[Date Prev][Date Next][Thread Prev][Thread Next][Date Index][Thread Index]

Re: RSVP Restart (was Re: update GMPLS signaling documents)



Gopal,

> >>I have some questions/concerns on the restart mechanism as
> >>specified in draft-ietf-mpls-generalized-rsvp-te-04.txt.  I
> >>have listed them below.
> >>
> >>If a node that is terminating hierarchical LSPs restarts,
> >>there is an ordering issue during resynchronization, since
> >>the LSPs would depend on other FA-LSPs the interface IDs for
> >>which would have been generated dynamically. So the
> >>mechanism as described will not work, unless this
> >>information is preserved across restarts - in which case we
> >>might as well preserve other information as well, and avoid
> >>resynchronization.
> >>
> >
> >Since transit node of the FA-LSP does not see the RSVP
> >messages that use the FA, we only need to consider
> >the ingress and egress node. If the egress node restarts,
> >the worst case is that its upstream node sends an ERO
> >consisting a unrecognized interface address. Since the
> >Path message will carry RECOVERY_LABEL (replacing
> >SUGGESTED_LABEL), the egress node knows that it might
> >not have complete information yet, and can hold on to
> >the Path message until the FA-LSP is established.
> >All the information is there, so implementation
> >can be completely within the egress node. It does work,
> >just not specified enough.
> >
> >Ingress node will have to know the dependency, so not
> >a problem there.
> >
> Are you suggesting that in case of an ERO with an
> unrecognized interface id, if the Path message also
> carries a RECOVERY LABEL, the egress node can hold on
> to it until later?  Note that there may not be a
> RECOVERY LABEL - since this Path message is for a
> hierarchical LSP, and the previous node may not be
> directly connected in the control plane.  Here is an
> example - There is an LSP L1 from C to F, and on top of
> it there is an LSP L2 from A to G.
>
>  L1:              C --- D --- E --- F
>  L2:  A --- B --- C --------------- F --- G
>
> When F restarts, C may not even know, unless HELLO
> protocol is run between C and F.  Note that the
> HELLO mechanism is intended for immediate neighbors.
>
> And even if the HELLO mechanism is extended, there
> is the issue of interface id assigned by F.  F needs
> to assign the same interface id upon restart so as
> not to bring down the hierarchical LSPs set up on top
> of L1 in the reverse direction (say an LSP from G to
> B set up on top of L1.)  Where would F get this
> information ?

Couple of points:

(1) First of all, you do run RSVP Hello between C and F.
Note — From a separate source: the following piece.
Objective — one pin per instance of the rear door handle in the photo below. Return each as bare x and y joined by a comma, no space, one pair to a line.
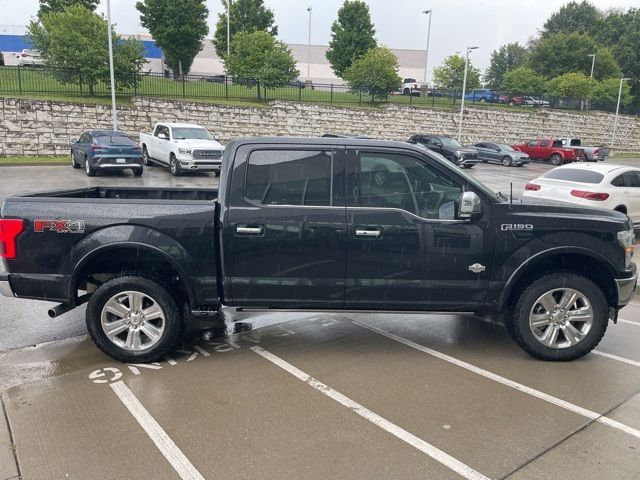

(2) Since L1 is advertised as an FA into OSPF/ISIS, F should
be able to recover the Interface ID it assigns to L1 from
a combination of (a) the OSPF/ISIS link state database that
F would recover, and (b) the Forward Interface ID (the one
assigned by C).

> >>Also, let us consider a node that can preserve state across
> >>restarts, and hence does not need its state to be synced by
> >>its peer.  How will it advertise this in the RESTART_CAP
> >>object?
> >>
> >
> >We still need to resynchronize the state since the other
> >side might have connections that are in progress. The
> >
> Let us say the node can resynchronize its neighbor if
> the neighbor restarts and requests state recovery. But
> the issue is how a node can advertise that it does not
> need recovery since all its state was preserved?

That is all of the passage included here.